[tsvwg] Sebastian

Sebastian Moeller <moeller0@gmx.de> Tue, 16 April 2024 14:27 UTC

Content-Type: text/plain; charset="us-ascii"
Mime-Version: 1.0 (Mac OS X Mail 16.0 \(3774.500.171.1.1\))
From: Sebastian Moeller <moeller0@gmx.de>
In-Reply-To: <8c65584ede9a435bac30ee9c0e2ef1fc@huawei.com>
Date: Tue, 16 Apr 2024 16:27:25 +0200
Cc: "tsvwg@ietf.org" <tsvwg@ietf.org>
Content-Transfer-Encoding: quoted-printable
Message-Id: <E24E9308-13EB-42E7-A51F-3AC6E16C13AA@gmx.de>
References: <30f6c4b411034046814d6a90956f9949@huawei.com> <BD28D463-9D61-4E91-88B3-78875F6CA45E@gmx.de> <8e66998698044919b0b5abfaa47ae2fc@huawei.com> <0997E246-CEA5-4FFB-9025-F94B48B4B489@gmx.de> <8c65584ede9a435bac30ee9c0e2ef1fc@huawei.com>
To: Vasilenko Eduard <vasilenko.eduard=40huawei.com@dmarc.ietf.org>
UI-OutboundReport: notjunk:1;M01:P0:0niNlwrmM/U=;QMm4NWGpc3ucVogUvLTL/BmTNwt YaFXE//xIyPszIZfsq74gRMlHzCUm0NU8XPjwTNsimSM9mH5b87HHUS0rnwmRSjVbveOc3Ef0 Ao4/vrwGdQqOW9ygp9KPFLbFVptNrBGELF5R0gOAvY23/NigAQsZvinGcRiUQoF4nIcYZ8jB8 mukrZ8gRHE1yhIgJZx0fCrDICD4l3yqj0eWL2MffZaer642K1BtBrEPT62zLtEK6sMnl79/la YLuT5IB4Lv0qCxVrZ9p7gK8DNQ1Veyn63hKXbXHJU6UVgOOEXdVmAnrMT7zIUfxatxMxFtdA+ CtdSvRF5T0aBBP3BiCelTcn0sIQJGzmmHNCtDItpCRCGLaH8UF5nsLvfDnt9QJ3qWhe3YQ4Us 6LCdfJLuCvbzrYITwEEbbbxjgfNDlNHrp62be+oOq82CKxN1z/Zndc2iCa8cCZQqkZoxVnN2j w2G8VnpMsRcGYzICudtrr883wsxeHmkW4Sas0NscZ/xEPiHtCaq69jG0MUVZ3ZnP4Md5Ywjz4 io0y+0FC1FWRyJhEDyXlNRPO0UK3wqmoEsxesEMj2F5/1ftR7fkycE+ZFnomS2QizcmpGZ7FC wlzkJOwCTuH/NAADFC4bKlxy3YSn8lPp+6BbomuZ7fNNM1mas2swvixANprfvE+F2UU8k+9ic OAoknZOP5D1AebFunf/Jqs1zlx4WRaZNtM7Xzp9AwSKjipV1mVzHTZwGIMv8CuijPd1N3H6b8 Sb6FxcRjWjJNAVi3PzzJce6a0wpUW5ALCRfo6WxWiioLlufgfa5/+469geZFEBUl1VDoTv25e 0I++CnUBXl5HTGeJcxJ1K3OHpQNqh1mc6ao/QhzQJQFlg=
Archived-At: <https://mailarchive.ietf.org/arch/msg/tsvwg/vljGt_GNxIFxKyH0aBjnMS3uDUE>
Subject: [tsvwg] Sebastian
Precedence: list

Hi Ed,


> On 16. Apr 2024, at 16:10, Vasilenko Eduard <vasilenko.eduard=40huawei.com@dmarc.ietf.org> wrote:
> 
> The congestion signal is started NOT from the flow source. It is by definition started from the scheduler on the bottleneck link. Hence, bloated buffer latency (the biggest part of "the information in transit") is not included.

[SM] Let me be explicit:

relevant Path
[Sender] --> [Bottleneck] --> [Receiver] 

with 
[Bottleneck]: [ingress, Queue --> head-drop AQM --> egress]

so 
[Sender] --> [ingress Queue --> head-drop AQM --> egress] --> [Receiver] 

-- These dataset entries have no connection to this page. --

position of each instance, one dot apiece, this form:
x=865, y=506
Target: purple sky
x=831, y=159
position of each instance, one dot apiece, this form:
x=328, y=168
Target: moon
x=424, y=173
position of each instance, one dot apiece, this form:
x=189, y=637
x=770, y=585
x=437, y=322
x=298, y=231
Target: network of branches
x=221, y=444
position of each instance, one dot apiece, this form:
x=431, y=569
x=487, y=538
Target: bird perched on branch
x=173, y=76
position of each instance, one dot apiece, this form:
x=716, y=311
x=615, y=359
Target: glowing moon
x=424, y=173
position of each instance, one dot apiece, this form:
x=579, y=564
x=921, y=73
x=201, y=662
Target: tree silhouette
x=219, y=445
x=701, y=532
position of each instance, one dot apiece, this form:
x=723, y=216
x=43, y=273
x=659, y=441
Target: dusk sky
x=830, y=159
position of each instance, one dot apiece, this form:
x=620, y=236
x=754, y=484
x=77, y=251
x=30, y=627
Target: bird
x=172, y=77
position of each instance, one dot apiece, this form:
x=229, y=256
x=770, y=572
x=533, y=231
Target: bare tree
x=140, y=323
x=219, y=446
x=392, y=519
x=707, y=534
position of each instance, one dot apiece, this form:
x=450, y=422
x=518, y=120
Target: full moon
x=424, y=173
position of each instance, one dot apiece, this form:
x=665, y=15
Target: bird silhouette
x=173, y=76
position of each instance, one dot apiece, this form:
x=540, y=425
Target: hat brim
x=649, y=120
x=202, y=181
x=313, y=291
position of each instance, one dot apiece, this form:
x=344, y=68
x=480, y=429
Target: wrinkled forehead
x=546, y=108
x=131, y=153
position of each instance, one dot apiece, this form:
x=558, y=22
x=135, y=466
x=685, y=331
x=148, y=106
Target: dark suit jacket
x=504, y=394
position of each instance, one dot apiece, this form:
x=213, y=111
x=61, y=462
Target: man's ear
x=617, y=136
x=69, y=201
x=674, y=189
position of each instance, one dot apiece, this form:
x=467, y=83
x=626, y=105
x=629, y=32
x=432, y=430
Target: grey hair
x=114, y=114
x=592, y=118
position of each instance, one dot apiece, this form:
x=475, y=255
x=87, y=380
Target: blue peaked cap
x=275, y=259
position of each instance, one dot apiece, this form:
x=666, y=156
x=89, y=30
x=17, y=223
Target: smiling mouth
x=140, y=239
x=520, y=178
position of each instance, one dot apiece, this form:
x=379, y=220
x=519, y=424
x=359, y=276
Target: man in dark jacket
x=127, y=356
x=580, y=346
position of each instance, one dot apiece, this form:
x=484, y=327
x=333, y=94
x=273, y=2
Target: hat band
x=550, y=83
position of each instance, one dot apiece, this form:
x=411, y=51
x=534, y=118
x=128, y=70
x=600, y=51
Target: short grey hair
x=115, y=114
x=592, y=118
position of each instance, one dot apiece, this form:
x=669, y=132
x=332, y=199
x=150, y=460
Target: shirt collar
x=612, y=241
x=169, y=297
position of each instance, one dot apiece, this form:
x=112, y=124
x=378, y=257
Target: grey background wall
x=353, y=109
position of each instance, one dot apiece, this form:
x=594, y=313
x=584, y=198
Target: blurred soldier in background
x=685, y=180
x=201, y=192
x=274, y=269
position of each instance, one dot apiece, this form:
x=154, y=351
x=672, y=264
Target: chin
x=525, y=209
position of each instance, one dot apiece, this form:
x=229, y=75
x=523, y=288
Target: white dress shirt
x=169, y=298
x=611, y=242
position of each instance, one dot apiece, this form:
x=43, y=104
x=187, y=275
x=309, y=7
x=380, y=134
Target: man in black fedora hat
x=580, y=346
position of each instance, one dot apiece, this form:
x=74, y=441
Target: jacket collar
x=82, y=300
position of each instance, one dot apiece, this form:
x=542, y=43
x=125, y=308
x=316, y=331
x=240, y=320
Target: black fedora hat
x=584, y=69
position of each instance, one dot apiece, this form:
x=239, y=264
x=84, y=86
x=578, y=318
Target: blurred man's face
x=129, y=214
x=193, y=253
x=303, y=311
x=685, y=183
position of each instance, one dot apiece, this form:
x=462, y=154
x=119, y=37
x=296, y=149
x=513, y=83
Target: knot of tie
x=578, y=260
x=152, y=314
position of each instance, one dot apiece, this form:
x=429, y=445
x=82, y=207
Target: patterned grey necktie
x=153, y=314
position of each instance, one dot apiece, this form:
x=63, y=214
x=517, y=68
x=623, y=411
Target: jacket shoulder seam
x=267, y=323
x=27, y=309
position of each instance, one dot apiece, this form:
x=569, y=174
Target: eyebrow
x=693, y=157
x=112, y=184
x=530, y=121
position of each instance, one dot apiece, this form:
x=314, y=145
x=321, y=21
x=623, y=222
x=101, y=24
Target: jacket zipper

Now, if the AQM marks/drops {S} the following is happening;

[Sender] --> [ingress Queue --> head-drop AQM -{S}-> egress] --> [Receiver] 

[Sender] --> [ingress Queue --> head-drop AQM --> egress] - {S}-> [Receiver] 

[Sender] --> [ingress Queue --> head-drop AQM --> egress] --> [Receiver {S}: reflection of signal] 

[Receiver] -{S}-> [Sender]

[Receiver] --> [Sender {S}: sender reacts], from {R} denotes the reduced rate of the sender

[Sender] -{R}-> [ingress Queue --> head-drop AQM --> egress] --> [Receiver] 

[Sender] --> [ingress Queue -{R}-> head-drop AQM --> egress] --> [Receiver: reflection of signal] 

[Sender] --> [ingress Queue -{R}-> head-drop AQM {R}: AQM notices reduced load--> egress] --> [Receiver: reflection of signal] 

until the AQM sees the reduced load it must assume that the ingress is still > egress and hence will continuously need to send more {S}.
How {S} is generated depends a bit what kind of AQM we have, but conceptually the AQM will only back-off once the queue length has reduced.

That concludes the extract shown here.